Bill revisits $15 Ohio minimum wage

COLUMBUS – Ohio’s minimum-wage workers just got a raise but some lawmakers in the Statehouse say they need another one, a big one.

The state’s lowest-paid workers are earning 25 cents more per hour this year than last, but some lawmakers and policy analysts contend $8.55 an hour still doesn’t cut it.

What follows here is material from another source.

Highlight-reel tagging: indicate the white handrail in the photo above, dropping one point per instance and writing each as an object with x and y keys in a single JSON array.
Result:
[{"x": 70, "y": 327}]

“In Ohio, the most common jobs, the ten jobs that employ the largest number of workers, six of those are paying a wage that’s so low that people are dependent on food aid if they’re supporting a family of three,” said Michael Shields, a researcher for the progressive-leaning group Policy Matters Ohio.

A 2006 ballot measure set Ohio’s minimum hourly wage at $6.85 and indexed it to inflation, but a report written by Shields shows wage growth and economic growth are out of sync, the result being that Ohio minimum-wage workers earn 28 percent less than their counterparts in 1968, when wages were at their peak value.

A bill introduced in the Ohio House last week would raise the minimum wage to $15 per hour over the next 5 years, which Shields says would benefit about two million workers in the state, though critics say the gains would be negated by the resulting inflation.

House Bill 34, introduced earlier this month, calls for a $12 -per-hour wage floor in 2020, with $1 bumps each year until 2023.

A similar bill introduced last year didn’t succeed. Opponents argued that it would be costly for business and result in job losses but Shields argues that research has shown that increases in the minimum wage have not resulted in substantial job losses or consumer price increases.

The Cleveland Clinic, Nationwide and Amazon are among Ohio companies raising hourly pay to $15 dollars, he said.